Nokia, Microsoft never the twain
The man, an early investor, hadn't noticed that this small Finnish company, renowned for its rubber boots and its cables, was also a cellphone giant.
Nokia is now a business unit inside Microsoft, after the US$7,5bn purchase was concluded last week. It's a good match as Nokia is left to recover from its previous management's failure to adapt to market changes after Apple's iPhone swept the world.
Such corporate arrogance was exceeded only by those who ran BlackBerry into the ground. They missed the shift to better touchscreens over keypads and failed to understand that BlackBerry's strength was its secure, efficient e-mail delivery system, not its sub-standard smartphones with crappy browsers.
Twenty years ago, the cellphone industry was in its infancy. Microsoft made desktop and laptop computers. As the industry developed, Microsoft and Nokia squared off in the fight for enterprise customers. They would develop into cut-throat competitors.
Nokia starts ailing
Then, in 2009, they surprisingly announced Microsoft Office would be coming to Nokia handsets. The reason? Google. And Google Docs, those saved-in-the-cloud, access-off-any-device documents that would replace the storage of the desktop computing era. This alliance was to grow into the merger we see today.
The head of Microsoft Business Division in 2009 was one Stephen Elop, later called in to save a "burning platform", as he described Nokia's outdated Symbian software when he became its chief executive in 2011. Elop spent three years trying to save the former giant, haemorrhaging money and jobs, which had held 40% of market share in 2008.
Seeing the strength of Google's Android and realising they couldn't compete against the bigger marketing muscle of some of its manufacturers, Elop opted for Microsoft's then new Windows Phone software. It is a superb operating system, superior to previous efforts. Unfortunately consumers don't seem to have noticed.
Microsoft's global market share, chiefly via Nokia handsets, is about 3%. It's a distant third to Android and Apple's iOS, which account for all the profit from the smartphone market.
Apple, Samsung dominate
Apple reaps two-thirds and Samsung the rest, leaving nothing much for the other manufacturers, according to a recent report by Tavis McCourt, an analyst at Raymond James.

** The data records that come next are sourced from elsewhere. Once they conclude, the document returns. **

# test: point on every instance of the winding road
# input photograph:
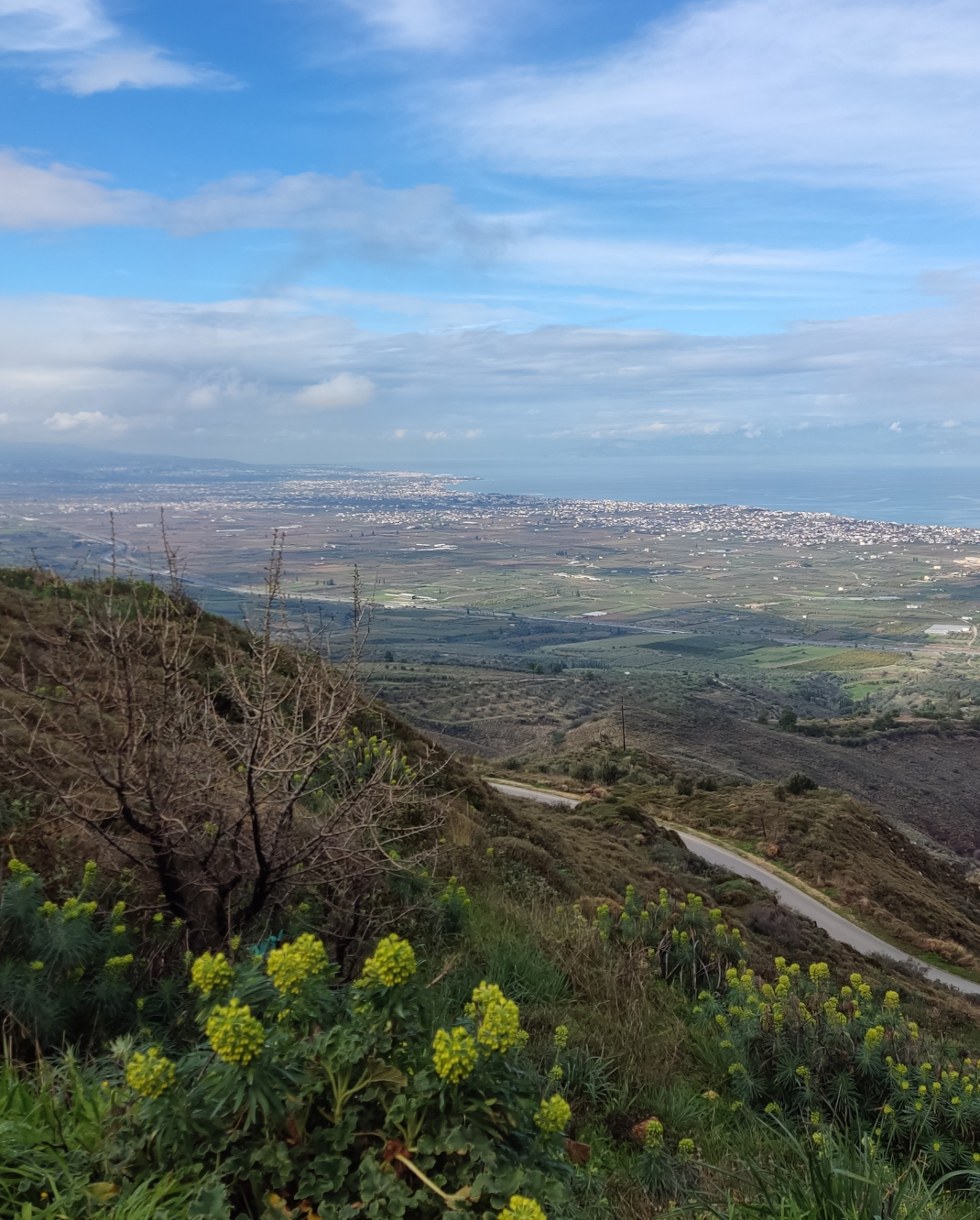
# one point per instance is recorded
(835, 925)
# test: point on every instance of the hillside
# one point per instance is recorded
(414, 997)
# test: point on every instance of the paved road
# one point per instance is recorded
(796, 899)
(543, 798)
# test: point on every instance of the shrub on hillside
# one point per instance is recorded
(825, 1054)
(220, 768)
(691, 945)
(330, 1098)
(799, 783)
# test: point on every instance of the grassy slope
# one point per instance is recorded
(851, 852)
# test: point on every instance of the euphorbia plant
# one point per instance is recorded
(315, 1098)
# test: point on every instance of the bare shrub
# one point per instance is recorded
(226, 768)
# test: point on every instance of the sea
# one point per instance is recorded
(916, 495)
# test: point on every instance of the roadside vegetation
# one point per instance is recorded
(267, 953)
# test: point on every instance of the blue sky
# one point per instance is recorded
(384, 231)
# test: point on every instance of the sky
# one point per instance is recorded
(425, 232)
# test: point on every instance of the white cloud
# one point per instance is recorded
(74, 45)
(424, 221)
(136, 67)
(58, 197)
(63, 421)
(257, 376)
(425, 25)
(410, 221)
(344, 389)
(870, 93)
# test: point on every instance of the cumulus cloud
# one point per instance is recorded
(250, 375)
(74, 45)
(869, 93)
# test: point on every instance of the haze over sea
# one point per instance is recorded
(923, 496)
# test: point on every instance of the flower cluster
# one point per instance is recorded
(454, 893)
(453, 1054)
(391, 964)
(234, 1033)
(499, 1018)
(212, 974)
(553, 1116)
(293, 963)
(150, 1073)
(653, 1138)
(521, 1208)
(690, 944)
(789, 1044)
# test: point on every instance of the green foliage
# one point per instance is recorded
(59, 1157)
(799, 783)
(338, 1095)
(844, 1178)
(813, 1051)
(692, 947)
(70, 974)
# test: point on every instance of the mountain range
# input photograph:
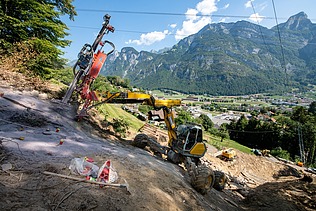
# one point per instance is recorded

"Apple and Samsung continue to soak up all the industry's profits. Apple claimed 87,4% of phone earnings before interest and taxes in the fourth quarter. Samsung took in 32,2%. Because their combined earnings were higher than the industry's total earnings as a result of many vendors losing money in the fourth quarter, Apple and Samsung mathematically accounted for more than 100% of the industry's earnings."
Some analysts have called the deal a bail-out for Nokia, others think the tie-up with Microsoft is what both monopolists need: the parts of their rival they never really achieved in-house.
Nokia's Lumia phones are arguably the most beautifully designed smartphones, the equivalent of a digital pebble to hold in your hand and marvel at how the waves formed it so perfectly.
The top-end Lumia 1020 giga-monster (with a 41-megapixel camera) takes the best mobile phone pictures bar none. But it competes against the mythologies of the iPhone, as well as Samsung's Galaxy and Sony's Xperia; and that market is saturated. The mid-range Asha line, which Nokia says blends a smartphone experience with a less-powerful phone, has been great for Nokia's market share, not so much for its profits because of the cut-throat margins.
The bad news for Elop, now head of Microsoft's mobile division, is that McCourt warns: "After four straight years of double-digit growth, the mobile phone market has hit a wall. Excluding Chinese vendors, the industry is likely to see little or no revenue growth this year."
China's Huawei, Lenovo and ZTE are the next Nokias.